Las imágenes antes del partido fueron indefendibles, con gente trepándose las paredes con coches de bebé, filas de hinchas metiéndose por el ducto el aire, otros destrozando unas escaleras eléctricas y, el peor de todos porque no entendí por qué lo hacían, cogiendo una bolsa gigante de crispetas, tamaño Estados Unidos, y botándola por los aires hasta vaciarla. Lo dicho, de la euforia a la violencia en un paso, y aun así hubo quien salió a decir que todo aquello no nos representaba. Pues permítanme desmentirlo y decirle a la comunidad internacional que aquello no solo sí nos representa, sino que se queda corto.
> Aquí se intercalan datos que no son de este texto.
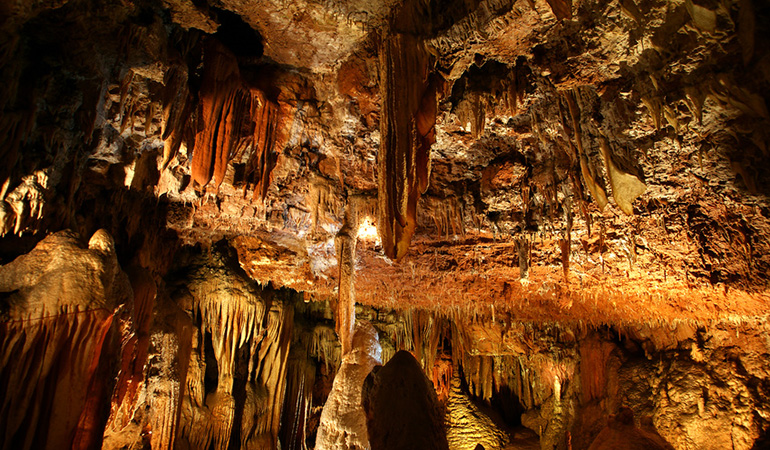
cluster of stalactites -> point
(235, 320)
(228, 108)
(407, 128)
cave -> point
(384, 224)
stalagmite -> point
(58, 311)
(343, 423)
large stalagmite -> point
(59, 304)
(343, 422)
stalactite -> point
(59, 307)
(262, 160)
(562, 9)
(222, 108)
(407, 128)
(177, 108)
(625, 187)
(249, 332)
(226, 102)
(299, 401)
(345, 313)
(587, 169)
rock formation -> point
(560, 208)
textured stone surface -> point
(560, 204)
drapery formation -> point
(229, 108)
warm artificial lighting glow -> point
(367, 231)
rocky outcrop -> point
(343, 421)
(401, 407)
(59, 315)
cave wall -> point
(575, 193)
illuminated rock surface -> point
(560, 208)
Quien no es de acá no entiende que nuestra fuerza destructiva es tanta que somos capaces de cobrar mojarras junto al mar a dos millones pesos y de desocupar un camión lleno de guitarras en la mitad de una carretera, así no tengamos ni puta idea de música.
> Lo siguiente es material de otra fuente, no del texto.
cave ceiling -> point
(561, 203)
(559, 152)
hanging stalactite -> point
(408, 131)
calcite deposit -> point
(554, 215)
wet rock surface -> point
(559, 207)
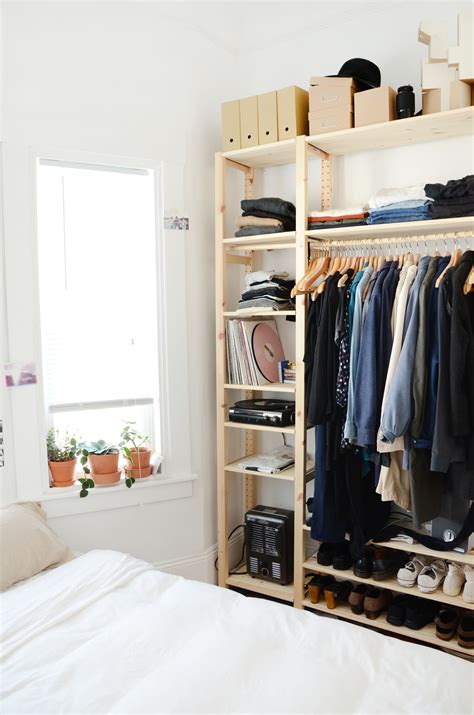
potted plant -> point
(62, 453)
(136, 450)
(103, 460)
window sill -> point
(66, 501)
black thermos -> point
(405, 102)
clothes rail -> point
(464, 238)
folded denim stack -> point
(456, 198)
(266, 291)
(408, 203)
(334, 218)
(265, 215)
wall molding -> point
(200, 567)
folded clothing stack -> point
(333, 218)
(266, 291)
(408, 203)
(456, 198)
(265, 215)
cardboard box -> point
(374, 106)
(267, 118)
(230, 117)
(460, 94)
(336, 81)
(293, 105)
(331, 96)
(330, 120)
(248, 122)
(433, 100)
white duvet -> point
(107, 633)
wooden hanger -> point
(298, 286)
(453, 262)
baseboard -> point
(200, 567)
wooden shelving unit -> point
(390, 583)
(243, 252)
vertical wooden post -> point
(300, 415)
(326, 183)
(250, 437)
(221, 294)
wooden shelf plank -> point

La mejor forma de explicar el país a aquellos que no lo conocen es poniéndolos a ver a Will Smith en Soy leyenda, cuando por las noches el pobre hombre se metía en la tina con un rifle mientras afuera se oían todo tipo de ruidos. Estaba armado por si las moscas, más por apoyo moral, porque sabía que si llegaban a meterse a la casa era poco lo que podía hacer. Colombia es Soy leyenda, pero las 24 horas, una sociedad distópica eterna.
Más distópica todavía cuando en medio del desorden enfocaban a Maluma bailando en un palco como si todo estuviera bien. Y no es que fuera culpa suya lo que estaba pasando ni fuese su responsabilidad calmar a la horda, pero su felicidad se veía grotesca, fuera de lugar. Me hizo acordar de una foto premiada en 2007 en la que cinco jóvenes con aspecto sofisticado paseaban en un carro descapotado por una Beirut en ruinas después de un bombardeo israelí. Ojalá premiaran a Maluma por haberse enfiestado en el estadio, a ver si eso ayuda a que se le pase la tusa por la derrota.